The family had been brought to the attention of Social Services on two previous occasions.

Firstly through an anonymous referral four months before the fire alleging that the children were not properly cared for.

And secondly - two months before the fire - the hospital Social Worker referred the family to the Duty & Assessment Team following Ms C’s partner’s admission to a hospital from the out of hours service where he had presented with depression after a row with Ms C.

Mrs C was described as an attentive mother by her GP and was regularly visited by a health visitor.

Significant issues highlighted by the review panel include:

* the response to the first referral in respect of Ms C’s children was limited and in the case of the second referral there did not appear to be any evaluation of the information in order to establish the further work that might be required. In fact, the Social Worker did not act upon the referral.

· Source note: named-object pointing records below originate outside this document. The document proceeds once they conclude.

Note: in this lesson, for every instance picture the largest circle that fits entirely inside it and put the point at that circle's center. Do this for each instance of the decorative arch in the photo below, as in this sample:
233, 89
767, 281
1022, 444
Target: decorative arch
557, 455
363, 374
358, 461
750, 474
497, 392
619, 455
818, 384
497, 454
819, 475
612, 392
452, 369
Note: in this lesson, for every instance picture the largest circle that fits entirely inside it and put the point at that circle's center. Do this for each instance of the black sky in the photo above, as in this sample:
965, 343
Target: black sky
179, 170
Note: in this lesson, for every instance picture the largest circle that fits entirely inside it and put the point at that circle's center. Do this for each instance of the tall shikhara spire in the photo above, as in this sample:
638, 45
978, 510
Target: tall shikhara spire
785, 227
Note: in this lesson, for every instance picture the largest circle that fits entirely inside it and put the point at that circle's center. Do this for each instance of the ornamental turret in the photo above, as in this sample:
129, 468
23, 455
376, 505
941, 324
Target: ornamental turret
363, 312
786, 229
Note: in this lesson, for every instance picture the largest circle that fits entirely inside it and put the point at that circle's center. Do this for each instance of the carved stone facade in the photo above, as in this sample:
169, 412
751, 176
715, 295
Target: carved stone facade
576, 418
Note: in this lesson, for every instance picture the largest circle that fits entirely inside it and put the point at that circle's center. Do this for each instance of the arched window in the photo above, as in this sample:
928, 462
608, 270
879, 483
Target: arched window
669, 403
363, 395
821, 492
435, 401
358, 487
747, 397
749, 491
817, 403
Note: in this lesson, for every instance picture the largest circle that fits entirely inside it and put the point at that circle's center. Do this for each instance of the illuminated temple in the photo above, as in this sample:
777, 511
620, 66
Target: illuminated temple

* The crucial importance of contemporaneous interagency communication and information sharing has been emphasised in many major childcare reports. During this review process the panel noted instances when information was not passed between agencies/professionals limiting the opportunities for appropriate multi professional responses.

* There were significant gaps in the information recorded and there was little evidence of clear structured care planning in the professional files. Reported conversations between professionals were not recorded on files and referrals made by telephone were not followed up in writing.

* A number of policies and procedures were not adhered to by social work and health visiting staff. Referrals were allocated but not acted upon. However, the panel did not believe that more appropriate follow up of the referrals would have changed the course of events.

* The panel concluded that the tragic death of Baby A might well have been prevented had fully operational smoke detectors been in place.

Ms C and her partner D were arrested on suspicion of child neglect in relation to the care of both Baby A and B, questioned and released on bail. The report states that the PSNI investigation is ongoing.

The report’s recommendations include that work with children in need of support and protection should be founded on the basis of a detailed assessment and there should be evidence of planned actions and expected outcomes as per procedures.

It also states that risk identification by health and social services personnel should be sufficiently comprehensive to include fire hazards and the safety and protection of children at all times.

The panel stated that referrals of cases of domestic violence where there are children in the family should be followed up as a matter of priority and a detailed assessment made in relation to identified risks.

And there was also a call for the trust to review arrangements for interagency working with a view to improving communication networks and ensuring clarity of roles and responsibilities in terms of safeguarding children.